OGNI UOMO HA UN SUO COLORE, DENTRO

Qualche giorno fa mi ha telefonato la moglie di un nuovo paziente, molto preoccupata che il marito non mi dicesse tutta la verità sulla loro situazione coniugale e offrendosi di darmi delucidazioni. Mi ha spiegato quanto fosse assolutamente necessario mettermi al corrente di alcune informazioni, per evitare che mi facessi un’idea distorta della loro condizione familiare, mettendo a repentaglio l’importante lavoro che stavo conducendo.

Ho rassicurato la signora in merito alla sua richiesta, invero frequente tra i parenti di chi svolge una psicoterapia e che rappresenta sempre un tentativo di ingerenza e di controllo, sia pur in buonafede. In ogni caso, mi ha dato da riflettere.

Le persone ci portano storie. Raccontano al terapeuta non una realtà oggettiva, ma il proprio modo soggettivo di narrare la propria esistenza. Lo facciamo tutti, ci raccontiamo la vita a modo nostro, credendo sinceramente di aver patito ingiustizie, torti subiti, offese immotivate, in genere sottovalutando la propria responsabilità in ciò che ci succede.

Non è compito dello psicoterapeuta ricercare la vera verità, non deve svolgere un’indagine investigativa. Io, ad esempio, lavoro su questa storia, sul racconto che mi viene offerto, prendendolo sempre per buono. Non debbo verificarne l’autenticità né, immaginando che il racconto orale sia simile a un racconto scritto, compiere una sorta di critica al testo letterario.

Come ha già detto meglio di chiunque altro M. Proust, un viaggio di scoperta inizia nel modificare gli occhi di colui che guarda.

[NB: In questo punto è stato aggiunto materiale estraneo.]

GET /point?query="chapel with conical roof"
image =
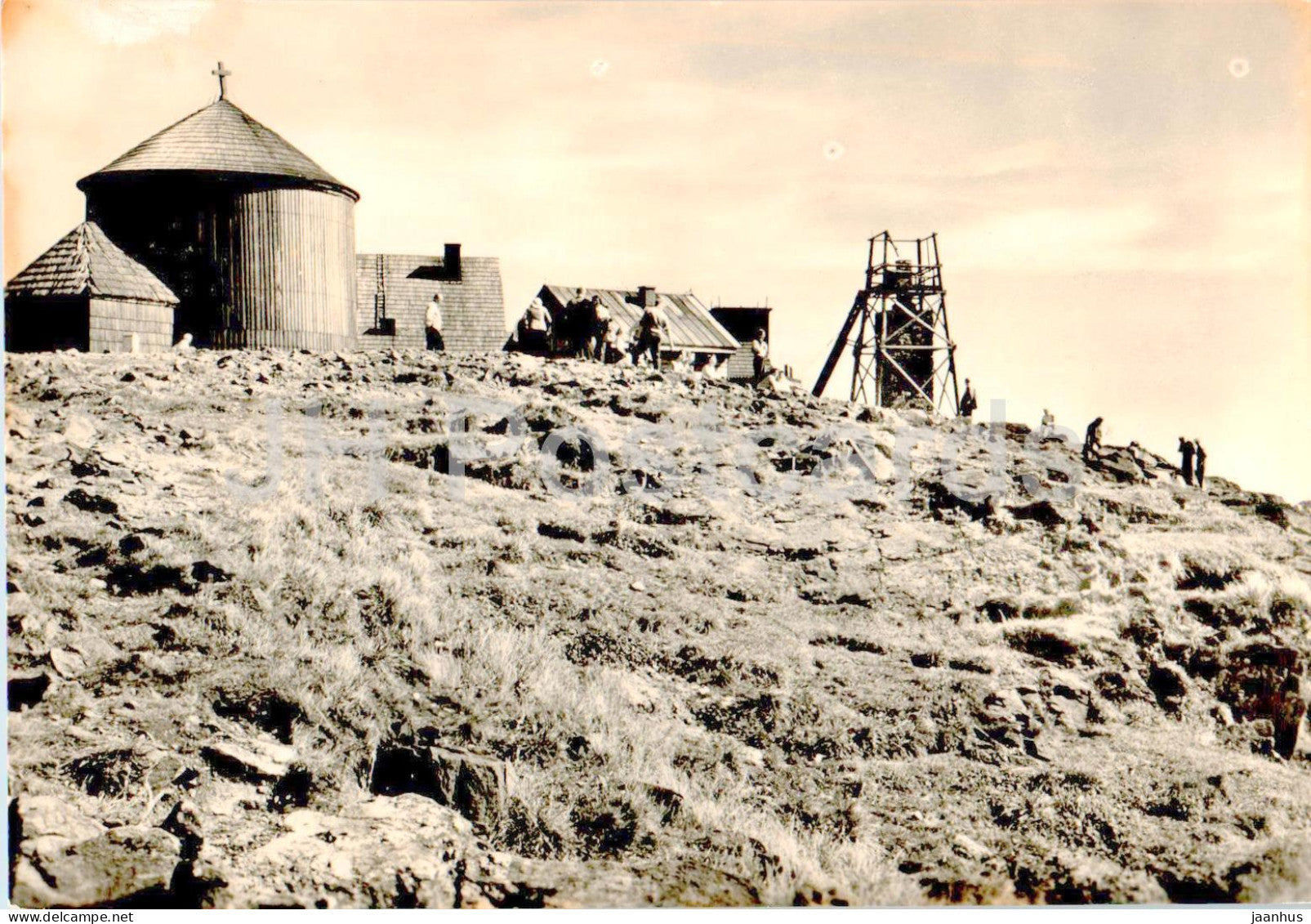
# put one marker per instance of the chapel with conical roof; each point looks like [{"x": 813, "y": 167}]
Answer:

Uno psicoterapeuta non ha il potere di cambiare il paesaggio esterno attorno al paziente, non abbiamo il potere di modificare la realtà, ma è possibile dare ad essa un senso diverso. Un lutto resta un lutto, un tradimento quel che è, lo stesso vale ad esempio per un licenziamento ingiusto. Ma si può provare a guardare in modo diverso a questi accadimenti, intrufolando una speranza, un dubbio o una nuova certezza.

Continuando a usar metafore, il mio lavoro può rassomigliare a quello di un pittore che interpreta un’opera altrui. Immaginate che il racconto di ogni storia personale sia immerso in un colore. Alcune storie hanno tinte molto fosche. Non cambio le storie, ma dove c’è nero, marrone scuro, aggiungo un po’ di azzurro, del giallo, del verde. A volte, dove sembra tutto grigio, lascio intravedere scie rosse di passione. Propongo letture alternative dello stesso racconto, aprendo a finali diversi.

Ecco, ora so che, negli anni, questo ho imparato a farlo.